As the poster child for the administration’s government-controlled health care legislation, Senate Majority Leader Harry Reid of Nevada makes a tempting target for the GOP. From a practical perspective, however, the GOP should be cooling the rhetoric against Reid, not gleefully tossing fuel on the fire and kicking him while he’s down.
And down he is — recent polls of voters in Reid’s home state reveal a shockingly high “unfavorable” rating of 52%. In other words, more than half of Nevada voters have an unfavorable opinion of their incumbent, four-term senator who serves in one of the two most powerful legislative posts in the government. Only 33% of those voters harbored a “favorable”opinion of Reid. Numbers like those are not just bad; for an incumbent they are pitiful.

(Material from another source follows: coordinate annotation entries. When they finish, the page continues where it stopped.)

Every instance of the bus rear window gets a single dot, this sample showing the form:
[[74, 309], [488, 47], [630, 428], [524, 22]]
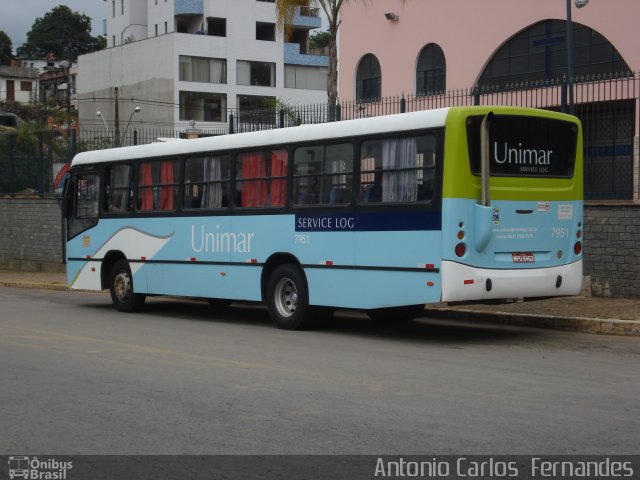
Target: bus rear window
[[525, 146]]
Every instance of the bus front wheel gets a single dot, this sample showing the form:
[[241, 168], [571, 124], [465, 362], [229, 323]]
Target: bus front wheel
[[121, 287], [288, 299]]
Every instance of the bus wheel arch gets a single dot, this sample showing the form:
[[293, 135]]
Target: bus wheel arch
[[286, 293], [273, 262], [117, 277], [108, 262]]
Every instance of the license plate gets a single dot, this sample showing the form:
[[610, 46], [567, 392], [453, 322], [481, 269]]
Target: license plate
[[523, 257]]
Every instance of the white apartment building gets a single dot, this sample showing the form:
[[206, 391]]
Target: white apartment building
[[200, 60]]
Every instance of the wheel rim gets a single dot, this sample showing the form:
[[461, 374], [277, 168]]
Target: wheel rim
[[286, 297], [122, 286]]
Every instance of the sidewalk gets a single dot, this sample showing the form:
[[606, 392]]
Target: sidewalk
[[600, 315]]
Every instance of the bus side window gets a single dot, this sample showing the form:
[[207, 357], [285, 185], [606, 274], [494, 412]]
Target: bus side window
[[261, 178], [207, 182], [157, 185], [397, 170], [118, 193], [83, 203], [323, 174]]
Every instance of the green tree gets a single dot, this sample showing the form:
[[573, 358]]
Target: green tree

Reid indicates he will fight to maintain his seat, and his defeat certainly is not a foregone conclusion. However, with numbers this low, and with Republicans already smelling blood as a result of President Barack Obama’s plummeting numbers, it’s easy to understand why the GOP is publicly beating up on the Nevada Senator who never smiles. Were the Republicans clamoring for Reid’s hide to step back and take a slightly broader perspective, however, they might see that defeating Reid would likely result in a case of jumping ”out of the frying pan and into the fire.” Why? Because Reid’s likely successor as majority leader is New York’s Chuck Schumer. Next to Schumer, Reid comes across as the GOP’s best friend; especially on issues like gun control, which many Nevadans oppose. Schumer, unlike Reid, is an unabashed, dyed-in-the-wool liberal, and is probably the most staunchly pro-gun control of any member of Congress in either house and in either party.
While Illinois Sen. Dick Durbin currently serves as Reid’s assistant majority leader and technically ranks ahead of Schumer, who is the majority party’s conference vice-chair, in a post-Reid battle for leader the tough-as-nails New Yorker, who has more political chits to call in than his Illinois counterpart, would likely prevail.
Of course, if the GOP were realistically to expect to reduce the Democratic majority in the Senate from 60 to 49 seats (the Democrats hold 58 seats outright but add two “independents” who caucus with them), and thereby win the right to once again elect a Republican as majority leader, working against Reid would make perfect sense. However, such a scenario is highly unlikely. Given that it is much more likely the Democrats will lose a few but not 11 seats in November, and therefore retain a majority in that body, focusing on defeating other, more liberal Democratic incumbents rather than openly trying to depose the one man who stands between them and Chuck Schumer as majority leader, would seem to make a great deal of sense for the Grand Old Party. Good sense, however, does not appear to be in great supply in our nation’s capitol these days.